For the past eight years, Jason Albrecht, manager of patient/family interactive services at the hospital, has been working with parents, bedside care staff and technology professionals to develop ways to keep parents and their infants connected. Until recently, firewall systems allowed a video connection between parents and their babies only while they were both on campus or at another Fairview hospital or clinic.

The new software system allows parents and their babies to stay connected from any location, at any time of day.
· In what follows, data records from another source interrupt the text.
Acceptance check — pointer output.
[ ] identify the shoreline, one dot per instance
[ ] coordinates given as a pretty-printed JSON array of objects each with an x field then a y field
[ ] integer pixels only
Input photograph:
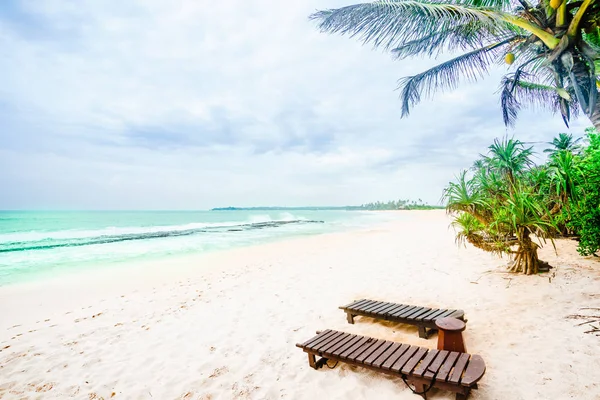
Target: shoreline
[
  {"x": 225, "y": 324},
  {"x": 86, "y": 266}
]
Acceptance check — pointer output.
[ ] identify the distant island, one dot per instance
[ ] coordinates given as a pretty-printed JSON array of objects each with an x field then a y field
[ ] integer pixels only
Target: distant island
[{"x": 377, "y": 206}]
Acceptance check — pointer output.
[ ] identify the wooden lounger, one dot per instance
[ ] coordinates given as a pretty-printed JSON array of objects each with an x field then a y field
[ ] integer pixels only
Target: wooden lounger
[
  {"x": 418, "y": 366},
  {"x": 422, "y": 317}
]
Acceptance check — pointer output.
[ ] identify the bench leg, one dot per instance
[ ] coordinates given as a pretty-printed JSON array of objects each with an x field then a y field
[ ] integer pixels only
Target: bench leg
[
  {"x": 420, "y": 388},
  {"x": 350, "y": 318}
]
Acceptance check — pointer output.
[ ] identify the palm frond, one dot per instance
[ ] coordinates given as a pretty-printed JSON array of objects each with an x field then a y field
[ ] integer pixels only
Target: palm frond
[
  {"x": 470, "y": 66},
  {"x": 463, "y": 37},
  {"x": 515, "y": 92},
  {"x": 391, "y": 23}
]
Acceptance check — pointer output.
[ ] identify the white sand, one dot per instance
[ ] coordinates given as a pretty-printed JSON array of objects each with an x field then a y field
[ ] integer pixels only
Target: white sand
[{"x": 224, "y": 326}]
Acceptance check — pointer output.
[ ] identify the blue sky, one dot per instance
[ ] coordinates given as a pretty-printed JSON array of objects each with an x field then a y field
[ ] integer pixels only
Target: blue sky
[{"x": 193, "y": 104}]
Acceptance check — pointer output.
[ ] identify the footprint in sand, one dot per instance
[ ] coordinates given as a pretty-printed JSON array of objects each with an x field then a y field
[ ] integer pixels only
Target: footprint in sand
[{"x": 218, "y": 372}]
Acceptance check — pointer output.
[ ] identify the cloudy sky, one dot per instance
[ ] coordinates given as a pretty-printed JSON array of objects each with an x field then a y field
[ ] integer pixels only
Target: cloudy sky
[{"x": 191, "y": 104}]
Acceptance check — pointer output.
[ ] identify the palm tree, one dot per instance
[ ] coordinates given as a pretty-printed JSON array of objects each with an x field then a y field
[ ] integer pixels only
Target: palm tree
[
  {"x": 563, "y": 142},
  {"x": 556, "y": 45},
  {"x": 499, "y": 208},
  {"x": 509, "y": 157}
]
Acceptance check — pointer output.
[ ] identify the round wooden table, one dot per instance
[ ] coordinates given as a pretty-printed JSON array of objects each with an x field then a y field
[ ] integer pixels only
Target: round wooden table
[{"x": 450, "y": 334}]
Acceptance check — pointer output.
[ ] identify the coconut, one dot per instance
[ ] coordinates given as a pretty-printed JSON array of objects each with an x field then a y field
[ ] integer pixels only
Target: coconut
[{"x": 509, "y": 58}]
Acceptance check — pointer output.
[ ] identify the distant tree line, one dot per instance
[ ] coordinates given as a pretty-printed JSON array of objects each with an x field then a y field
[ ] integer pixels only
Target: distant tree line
[
  {"x": 506, "y": 204},
  {"x": 399, "y": 205}
]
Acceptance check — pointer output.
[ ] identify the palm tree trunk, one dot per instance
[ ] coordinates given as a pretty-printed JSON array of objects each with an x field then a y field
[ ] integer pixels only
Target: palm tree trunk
[
  {"x": 526, "y": 259},
  {"x": 595, "y": 116}
]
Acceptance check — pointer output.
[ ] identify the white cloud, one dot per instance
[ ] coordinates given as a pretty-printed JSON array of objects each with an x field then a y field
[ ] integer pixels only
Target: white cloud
[{"x": 194, "y": 104}]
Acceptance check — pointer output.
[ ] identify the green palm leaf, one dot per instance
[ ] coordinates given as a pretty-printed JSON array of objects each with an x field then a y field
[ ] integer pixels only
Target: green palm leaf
[
  {"x": 463, "y": 37},
  {"x": 470, "y": 66},
  {"x": 389, "y": 23}
]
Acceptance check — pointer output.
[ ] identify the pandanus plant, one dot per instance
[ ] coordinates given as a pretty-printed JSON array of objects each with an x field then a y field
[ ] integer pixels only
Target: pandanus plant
[{"x": 552, "y": 47}]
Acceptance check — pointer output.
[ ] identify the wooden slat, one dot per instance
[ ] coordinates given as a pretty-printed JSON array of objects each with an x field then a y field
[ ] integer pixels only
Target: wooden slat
[
  {"x": 386, "y": 345},
  {"x": 474, "y": 371},
  {"x": 431, "y": 355},
  {"x": 446, "y": 314},
  {"x": 434, "y": 316},
  {"x": 335, "y": 343},
  {"x": 331, "y": 339},
  {"x": 411, "y": 312},
  {"x": 395, "y": 356},
  {"x": 352, "y": 348},
  {"x": 375, "y": 305},
  {"x": 353, "y": 304},
  {"x": 378, "y": 362},
  {"x": 407, "y": 310},
  {"x": 362, "y": 348},
  {"x": 425, "y": 316},
  {"x": 320, "y": 336},
  {"x": 397, "y": 308},
  {"x": 377, "y": 310},
  {"x": 344, "y": 347},
  {"x": 413, "y": 361},
  {"x": 447, "y": 366},
  {"x": 415, "y": 315},
  {"x": 359, "y": 306},
  {"x": 366, "y": 305},
  {"x": 436, "y": 364},
  {"x": 371, "y": 350},
  {"x": 405, "y": 357},
  {"x": 459, "y": 368},
  {"x": 384, "y": 310}
]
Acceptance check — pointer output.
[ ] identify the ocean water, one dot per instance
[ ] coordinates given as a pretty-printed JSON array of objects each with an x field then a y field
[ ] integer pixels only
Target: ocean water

In addition, doctors can display X-rays, ultrasounds, and other charts on the screen so parents can stay involved with their child’s medical care.

Parents download the software onto any device, such as an iPad or laptop, while the iPad hovers over the baby in the NICU and serves as the camera.

“Families who have used it say they can’t imagine not having it,” Albrecht said.

Learn more about our neonatal intensive care unit (NICU) services.

Ashleigh Moelter, a NICU family support specialist who’s had four children of her own in the NICU, works with families to discover how they would benefit from this technology. “Knowing that you will be able to log in, check on your baby, and say goodnight before you go to bed is very comforting,” Moelter said.

“Families feel involved in their child’s care and know what’s going on with their baby at all times,” Albrecht said.

Philanthropy was essential for launching this meaningful program for NICU families, Albrecht said. “We could not have started the project without the funding from donors,” he says. “Without them, we would still just be thinking about the project.”